🤖 AI Summary
Large language models (LLMs) suffer from insufficient context faithfulness in information retrieval and rely heavily on costly, human-annotated data. Method: This paper proposes CANOE, a zero-annotation framework comprising: (1) synthetic short/long-text training data generated from four verifiable question-answering tasks; (2) Dual-GRPO, a dual-objective reinforcement learning algorithm jointly optimizing faithfulness for both short answers and long-form generation while mitigating overfitting and annotation bias; and (3) a multi-granularity unsupervised faithfulness reward coupled with context-alignment mechanisms. Contribution/Results: CANOE is the first framework to unify faithfulness alignment across short and long generations within a single architecture. It significantly outperforms strong baselines—including GPT-4o and OpenAI o1—across 11 downstream retrieval and generation tasks, empirically validating the effectiveness and generalizability of the zero-annotation paradigm.
📝 Abstract
Teaching large language models (LLMs) to be faithful in the provided context is crucial for building reliable information-seeking systems. Therefore, we propose a systematic framework, CANOE, to improve the faithfulness of LLMs in both short-form and long-form generation tasks without human annotations.
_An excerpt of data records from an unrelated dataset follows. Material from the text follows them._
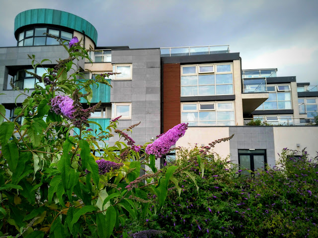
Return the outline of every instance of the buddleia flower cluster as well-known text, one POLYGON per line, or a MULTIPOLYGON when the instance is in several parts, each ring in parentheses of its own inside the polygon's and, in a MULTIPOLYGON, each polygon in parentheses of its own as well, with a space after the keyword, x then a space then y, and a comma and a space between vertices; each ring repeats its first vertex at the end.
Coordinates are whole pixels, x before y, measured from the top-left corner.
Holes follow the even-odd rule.
POLYGON ((98 173, 101 175, 106 175, 112 169, 113 171, 119 170, 120 167, 124 166, 122 163, 117 163, 104 159, 96 160, 96 163, 98 165, 98 173))
POLYGON ((74 118, 74 101, 68 96, 58 95, 51 100, 51 111, 70 119, 74 118))
POLYGON ((136 233, 134 233, 130 235, 130 237, 133 238, 149 238, 152 236, 165 233, 165 231, 158 231, 156 230, 146 230, 142 231, 136 233))
POLYGON ((167 154, 170 148, 175 144, 177 141, 182 137, 188 128, 188 124, 181 123, 168 130, 166 132, 161 134, 152 144, 147 145, 146 153, 156 156, 156 158, 167 154))

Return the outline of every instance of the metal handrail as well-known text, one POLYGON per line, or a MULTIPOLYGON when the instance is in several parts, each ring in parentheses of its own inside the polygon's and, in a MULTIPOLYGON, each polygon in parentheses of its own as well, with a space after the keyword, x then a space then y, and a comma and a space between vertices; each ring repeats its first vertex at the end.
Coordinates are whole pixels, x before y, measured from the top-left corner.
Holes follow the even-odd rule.
MULTIPOLYGON (((270 116, 270 115, 268 115, 270 116)), ((290 118, 281 117, 277 118, 277 121, 266 119, 266 118, 244 118, 244 125, 249 121, 260 120, 264 124, 273 125, 314 125, 315 124, 315 119, 314 118, 290 118)))

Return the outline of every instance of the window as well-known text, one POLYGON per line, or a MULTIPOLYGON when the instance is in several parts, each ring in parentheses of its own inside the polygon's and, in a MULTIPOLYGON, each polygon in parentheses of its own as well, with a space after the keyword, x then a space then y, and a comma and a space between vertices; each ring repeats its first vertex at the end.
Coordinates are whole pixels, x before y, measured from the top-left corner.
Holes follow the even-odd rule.
POLYGON ((109 78, 112 80, 127 80, 132 79, 132 64, 114 64, 113 65, 113 71, 120 73, 118 74, 111 75, 109 78))
POLYGON ((271 125, 292 125, 294 123, 293 115, 257 115, 254 119, 259 119, 271 125))
POLYGON ((269 97, 256 110, 277 110, 292 109, 289 85, 267 85, 269 97), (277 87, 277 92, 275 88, 277 87))
POLYGON ((299 98, 299 113, 307 114, 308 118, 314 118, 318 112, 318 97, 299 98))
MULTIPOLYGON (((111 50, 96 50, 88 52, 89 58, 94 62, 111 62, 111 50)), ((89 61, 86 60, 87 62, 89 61)))
POLYGON ((61 38, 63 41, 70 41, 73 33, 59 29, 48 27, 34 27, 26 29, 19 34, 18 46, 45 46, 59 45, 54 38, 48 37, 45 33, 48 33, 61 38))
POLYGON ((182 103, 181 120, 189 126, 235 125, 234 102, 182 103))
MULTIPOLYGON (((238 150, 238 164, 240 169, 247 169, 252 172, 258 169, 265 170, 266 163, 265 150, 238 150)), ((241 174, 249 175, 250 174, 243 171, 241 174)))
MULTIPOLYGON (((44 73, 48 72, 48 68, 37 67, 35 69, 28 69, 27 70, 32 73, 36 73, 38 75, 42 77, 44 73)), ((15 86, 18 87, 20 89, 34 88, 34 85, 36 83, 38 86, 43 88, 45 87, 43 83, 39 82, 33 75, 26 73, 24 69, 18 71, 14 76, 14 79, 15 86)))
POLYGON ((290 91, 289 85, 277 85, 277 91, 290 91))
POLYGON ((111 108, 106 107, 96 109, 90 114, 89 118, 111 118, 111 108))
POLYGON ((131 103, 113 103, 112 105, 112 118, 118 118, 121 116, 120 119, 130 119, 131 118, 131 103))
POLYGON ((181 96, 233 94, 232 63, 182 65, 181 72, 181 96))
Specifically, we first synthesize short-form question-answering (QA) data with four diverse tasks to construct high-quality and easily verifiable training data without human annotation. Also, we propose Dual-GRPO, a rule-based reinforcement learning method that includes three tailored rule-based rewards derived from synthesized short-form QA data, while simultaneously optimizing both short-form and long-form response generation. Notably, Dual-GRPO eliminates the need to manually label preference data to train reward models and avoids over-optimizing short-form generation when relying only on the synthesized short-form QA data. Experimental results show that CANOE greatly improves the faithfulness of LLMs across 11 different downstream tasks, even outperforming the most advanced LLMs, e.g., GPT-4o and OpenAI o1.